Book Review: The Day We Found the Universe by Marcia Bartusiak
Review by Elizabeth Quill
By Science News
Until January 1, 1925, the Milky Way might have been alone. That day, astronomers learned that the universe extends at least a million light-years and the faint lights observed by the world’s largest telescope at the time twinkled from distant galaxies. Essentially, the date marked the universe’s discovery, Bartusiak argues in this history of early 20th century astronomy.
“Our celestial home was suddenly humbled, becoming just one of a multitude of galaxies residing in the vast gulfs of space,” she writes.

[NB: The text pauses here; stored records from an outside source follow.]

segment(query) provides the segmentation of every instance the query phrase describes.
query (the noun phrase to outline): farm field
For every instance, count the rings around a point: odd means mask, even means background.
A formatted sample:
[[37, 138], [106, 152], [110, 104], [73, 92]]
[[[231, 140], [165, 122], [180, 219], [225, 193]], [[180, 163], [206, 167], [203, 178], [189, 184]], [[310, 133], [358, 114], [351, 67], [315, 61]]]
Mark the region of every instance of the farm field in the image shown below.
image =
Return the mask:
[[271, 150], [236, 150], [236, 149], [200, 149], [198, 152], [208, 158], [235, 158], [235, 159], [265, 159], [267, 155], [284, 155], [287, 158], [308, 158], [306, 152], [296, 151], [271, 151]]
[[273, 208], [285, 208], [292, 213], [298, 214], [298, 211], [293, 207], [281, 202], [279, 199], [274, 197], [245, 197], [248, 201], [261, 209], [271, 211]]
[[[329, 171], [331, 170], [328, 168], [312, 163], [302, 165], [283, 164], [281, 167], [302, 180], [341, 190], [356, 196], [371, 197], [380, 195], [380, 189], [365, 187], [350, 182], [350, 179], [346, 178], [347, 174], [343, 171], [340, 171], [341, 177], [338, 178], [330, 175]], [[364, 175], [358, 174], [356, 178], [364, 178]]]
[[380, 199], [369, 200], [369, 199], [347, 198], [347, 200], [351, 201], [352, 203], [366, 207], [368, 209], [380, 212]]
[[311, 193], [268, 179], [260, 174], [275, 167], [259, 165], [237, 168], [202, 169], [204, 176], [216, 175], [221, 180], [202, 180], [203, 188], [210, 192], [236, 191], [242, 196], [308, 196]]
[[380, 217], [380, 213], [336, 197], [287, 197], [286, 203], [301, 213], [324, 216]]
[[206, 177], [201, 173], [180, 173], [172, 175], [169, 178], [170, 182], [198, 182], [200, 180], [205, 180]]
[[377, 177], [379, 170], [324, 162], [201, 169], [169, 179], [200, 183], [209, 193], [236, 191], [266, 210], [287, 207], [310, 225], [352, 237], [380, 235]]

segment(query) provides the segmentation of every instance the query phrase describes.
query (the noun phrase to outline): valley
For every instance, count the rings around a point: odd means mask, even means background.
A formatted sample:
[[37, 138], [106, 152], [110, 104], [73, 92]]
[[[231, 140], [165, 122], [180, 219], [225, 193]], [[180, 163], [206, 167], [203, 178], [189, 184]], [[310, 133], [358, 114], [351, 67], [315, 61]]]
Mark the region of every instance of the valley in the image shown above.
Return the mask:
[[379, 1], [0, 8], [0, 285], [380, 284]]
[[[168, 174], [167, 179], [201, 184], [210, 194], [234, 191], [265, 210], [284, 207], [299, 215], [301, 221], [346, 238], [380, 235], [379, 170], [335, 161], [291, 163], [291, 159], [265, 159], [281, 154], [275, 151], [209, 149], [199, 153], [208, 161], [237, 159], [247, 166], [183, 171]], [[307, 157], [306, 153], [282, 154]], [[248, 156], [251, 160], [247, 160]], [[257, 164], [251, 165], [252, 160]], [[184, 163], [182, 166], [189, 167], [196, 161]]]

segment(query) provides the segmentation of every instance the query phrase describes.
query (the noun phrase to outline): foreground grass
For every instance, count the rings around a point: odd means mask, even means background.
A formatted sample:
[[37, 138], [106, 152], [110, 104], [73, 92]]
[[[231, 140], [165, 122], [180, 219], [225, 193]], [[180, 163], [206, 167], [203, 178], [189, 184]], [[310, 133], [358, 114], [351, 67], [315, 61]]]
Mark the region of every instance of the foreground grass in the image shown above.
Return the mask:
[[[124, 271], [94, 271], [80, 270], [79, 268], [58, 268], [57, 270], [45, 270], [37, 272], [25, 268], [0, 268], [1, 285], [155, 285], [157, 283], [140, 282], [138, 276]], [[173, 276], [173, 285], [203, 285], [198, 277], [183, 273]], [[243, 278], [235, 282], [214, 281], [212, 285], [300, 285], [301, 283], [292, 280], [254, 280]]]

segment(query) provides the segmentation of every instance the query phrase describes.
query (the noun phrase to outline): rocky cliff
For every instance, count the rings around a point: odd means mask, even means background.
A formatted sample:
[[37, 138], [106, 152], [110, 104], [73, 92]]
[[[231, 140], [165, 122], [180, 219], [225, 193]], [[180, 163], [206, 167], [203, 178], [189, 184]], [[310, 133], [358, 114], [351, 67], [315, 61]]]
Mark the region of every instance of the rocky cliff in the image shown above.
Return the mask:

But this tale is not about breakthroughs. It focuses on the dramatic insights, sidesteps and missed opportunities, persistence, pride and bits of luck that accompany the scientific process. Edwin Hubble wrote the paper describing the telltale blinks in distant nebula, but he was busy observing and let a colleague read the historic paper. Quite fitting, considering he was not alone in his endeavor.
Details regarding countless other personalities, the interplay between them and the times in which they worked make this story satisfying. Bartusiak, for example, delves into archival material to describe Hubble’s sometimes tense relationship with Harlow Shapley — the two worked together at California’s Mount Wilson Observatory. “Hubble’s affection for wearing jodhpurs, leather puttees, and a beret while observing or going around and saying ‘Bah Jove’ was simply too much for Shapley to bear,” she writes.
Bartusiak’s account never gets boring and never feels anticlimactic. Instead, moments of drama and intimacy make the reader forget, somewhere along the way, the final outcome: The Milky Way is merely one of many stellar collections in a vast universe.
Pantheon Books, 2009, 337 p., $27.95.